Baseline CVC was not significantly different between limbs or between groups (P > 0.05 for all comparisons). In the control group, baseline CVC in the forearm was 0.20 ± 0.03 LDU/mmHg, which corresponded to 10.24 ± 1.91% of maximum. In the leg, baseline CVC was 0.26 ± 0.06 LDU/mmHg (12.16 ± 2.56% of maximum). In the sympathectomy group, baseline CVC was 0.24 ± 0.04 LDU/mmHg (13.53 ± 3.80% of maximum) in the forearm and 0.30 ± 0.06 LDU/mmHg (12.71 ± 3.06% of maximum) in the leg.
Figure 2A shows the average
peak and postpeak (nadir) values during the initial phase of the
response to local warming in control subjects in the arm and the leg.
These values are shown in absolute terms (LDU/mmHg).

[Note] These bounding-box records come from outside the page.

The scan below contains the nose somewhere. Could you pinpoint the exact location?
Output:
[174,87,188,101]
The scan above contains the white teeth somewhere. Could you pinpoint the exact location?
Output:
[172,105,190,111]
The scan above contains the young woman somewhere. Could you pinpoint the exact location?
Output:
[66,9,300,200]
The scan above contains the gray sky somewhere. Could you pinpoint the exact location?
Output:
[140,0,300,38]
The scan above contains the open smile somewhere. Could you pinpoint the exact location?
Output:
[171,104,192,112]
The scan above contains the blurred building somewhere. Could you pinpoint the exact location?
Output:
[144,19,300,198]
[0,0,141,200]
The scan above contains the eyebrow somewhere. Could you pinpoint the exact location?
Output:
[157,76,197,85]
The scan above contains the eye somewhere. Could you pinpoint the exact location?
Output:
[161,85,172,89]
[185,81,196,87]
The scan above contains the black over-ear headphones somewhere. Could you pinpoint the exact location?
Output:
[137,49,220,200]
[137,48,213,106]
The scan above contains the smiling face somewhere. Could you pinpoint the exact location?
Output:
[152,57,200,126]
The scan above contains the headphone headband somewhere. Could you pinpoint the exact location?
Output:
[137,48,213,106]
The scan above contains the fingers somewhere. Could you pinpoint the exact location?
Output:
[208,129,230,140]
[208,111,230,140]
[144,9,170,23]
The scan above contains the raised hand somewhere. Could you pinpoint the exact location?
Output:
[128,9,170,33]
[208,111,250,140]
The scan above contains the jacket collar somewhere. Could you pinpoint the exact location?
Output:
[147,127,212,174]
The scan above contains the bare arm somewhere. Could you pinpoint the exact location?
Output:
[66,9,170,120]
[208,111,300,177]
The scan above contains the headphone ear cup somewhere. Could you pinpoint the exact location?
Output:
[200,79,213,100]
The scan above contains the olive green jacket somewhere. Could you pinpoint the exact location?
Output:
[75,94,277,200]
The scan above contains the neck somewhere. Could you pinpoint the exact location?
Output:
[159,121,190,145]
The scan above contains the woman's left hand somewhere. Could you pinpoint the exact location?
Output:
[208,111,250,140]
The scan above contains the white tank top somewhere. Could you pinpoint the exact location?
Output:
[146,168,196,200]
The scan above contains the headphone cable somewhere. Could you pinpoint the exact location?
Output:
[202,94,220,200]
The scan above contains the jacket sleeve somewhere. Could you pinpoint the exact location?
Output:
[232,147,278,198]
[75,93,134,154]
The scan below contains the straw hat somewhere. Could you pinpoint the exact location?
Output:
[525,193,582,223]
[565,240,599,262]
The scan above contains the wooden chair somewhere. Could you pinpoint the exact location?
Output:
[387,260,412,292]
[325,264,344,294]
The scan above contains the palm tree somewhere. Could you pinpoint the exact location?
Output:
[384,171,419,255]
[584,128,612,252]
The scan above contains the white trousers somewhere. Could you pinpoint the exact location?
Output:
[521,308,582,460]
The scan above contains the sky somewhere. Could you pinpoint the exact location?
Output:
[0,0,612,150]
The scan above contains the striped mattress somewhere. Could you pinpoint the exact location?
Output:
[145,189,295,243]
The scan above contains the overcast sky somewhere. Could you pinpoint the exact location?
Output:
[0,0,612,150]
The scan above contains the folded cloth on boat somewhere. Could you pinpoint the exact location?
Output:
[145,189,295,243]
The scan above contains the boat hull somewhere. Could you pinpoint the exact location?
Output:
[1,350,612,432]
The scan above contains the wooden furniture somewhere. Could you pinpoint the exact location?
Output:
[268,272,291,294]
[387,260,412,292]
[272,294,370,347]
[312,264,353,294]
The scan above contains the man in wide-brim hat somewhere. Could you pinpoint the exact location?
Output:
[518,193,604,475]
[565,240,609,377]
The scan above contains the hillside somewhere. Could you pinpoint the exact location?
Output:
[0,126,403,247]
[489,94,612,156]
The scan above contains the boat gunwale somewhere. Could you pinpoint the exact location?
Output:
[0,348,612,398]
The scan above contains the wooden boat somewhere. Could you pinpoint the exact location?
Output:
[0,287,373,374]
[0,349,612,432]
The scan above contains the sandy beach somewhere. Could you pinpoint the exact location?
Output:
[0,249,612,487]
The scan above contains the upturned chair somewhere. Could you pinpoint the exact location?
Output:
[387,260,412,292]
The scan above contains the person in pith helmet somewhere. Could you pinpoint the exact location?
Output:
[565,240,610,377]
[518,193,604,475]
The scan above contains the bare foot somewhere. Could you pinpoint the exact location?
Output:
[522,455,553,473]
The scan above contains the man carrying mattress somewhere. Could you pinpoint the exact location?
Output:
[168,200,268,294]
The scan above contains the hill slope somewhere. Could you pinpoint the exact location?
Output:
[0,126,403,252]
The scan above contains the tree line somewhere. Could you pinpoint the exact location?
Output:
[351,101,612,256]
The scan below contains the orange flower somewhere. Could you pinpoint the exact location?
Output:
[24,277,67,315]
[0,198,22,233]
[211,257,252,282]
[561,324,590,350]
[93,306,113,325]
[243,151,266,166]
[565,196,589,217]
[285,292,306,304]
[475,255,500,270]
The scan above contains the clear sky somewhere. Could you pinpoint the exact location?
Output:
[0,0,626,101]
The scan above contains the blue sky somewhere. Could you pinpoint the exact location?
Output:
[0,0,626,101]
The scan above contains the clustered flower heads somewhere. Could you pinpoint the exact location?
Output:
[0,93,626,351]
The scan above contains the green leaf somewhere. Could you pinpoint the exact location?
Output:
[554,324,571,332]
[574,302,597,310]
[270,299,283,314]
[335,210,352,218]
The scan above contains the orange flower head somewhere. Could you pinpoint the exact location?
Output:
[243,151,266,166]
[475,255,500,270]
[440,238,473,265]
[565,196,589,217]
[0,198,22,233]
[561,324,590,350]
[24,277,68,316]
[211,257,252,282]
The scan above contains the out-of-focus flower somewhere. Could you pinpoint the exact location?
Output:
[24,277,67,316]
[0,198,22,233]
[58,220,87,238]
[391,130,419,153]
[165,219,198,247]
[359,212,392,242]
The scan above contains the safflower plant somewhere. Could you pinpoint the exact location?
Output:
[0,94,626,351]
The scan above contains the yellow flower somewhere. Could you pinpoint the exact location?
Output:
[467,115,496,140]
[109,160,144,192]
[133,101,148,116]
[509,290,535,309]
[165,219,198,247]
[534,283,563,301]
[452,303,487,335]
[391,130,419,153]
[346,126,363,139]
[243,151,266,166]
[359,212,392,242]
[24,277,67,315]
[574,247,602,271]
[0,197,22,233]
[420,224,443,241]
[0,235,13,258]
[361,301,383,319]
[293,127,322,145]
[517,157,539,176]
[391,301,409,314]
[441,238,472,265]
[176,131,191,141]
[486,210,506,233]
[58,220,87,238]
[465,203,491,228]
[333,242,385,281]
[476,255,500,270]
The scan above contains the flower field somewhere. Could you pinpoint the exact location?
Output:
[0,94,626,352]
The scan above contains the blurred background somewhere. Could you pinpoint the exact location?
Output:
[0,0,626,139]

Corresponding
values expressed in % of maximum are as follows. CVC decreased from
initial peaks of 77.62 ± 3.05% of maximum (arm) and 73.46 ± 2.25% of maximum (leg) to postpeak values of 71.44 ± 2.97%
of maximum (arm) and 65.00 ± 3.45% of maximum (leg)
(P < 0.05 for both). Figure 2B shows the
same values for sympathectomized subjects. As can be seen in the
figure, in the sympathectomized arm, there was no difference between
peak and postpeak CVC values (P = 0.18). In the leg,
where sympathetic innervation was intact, the response was not
different from that in control subjects, and a significant decrease in
CVC followed the initial peak. Corresponding values for
sympathectomized individuals expressed as % of maximum are as follows.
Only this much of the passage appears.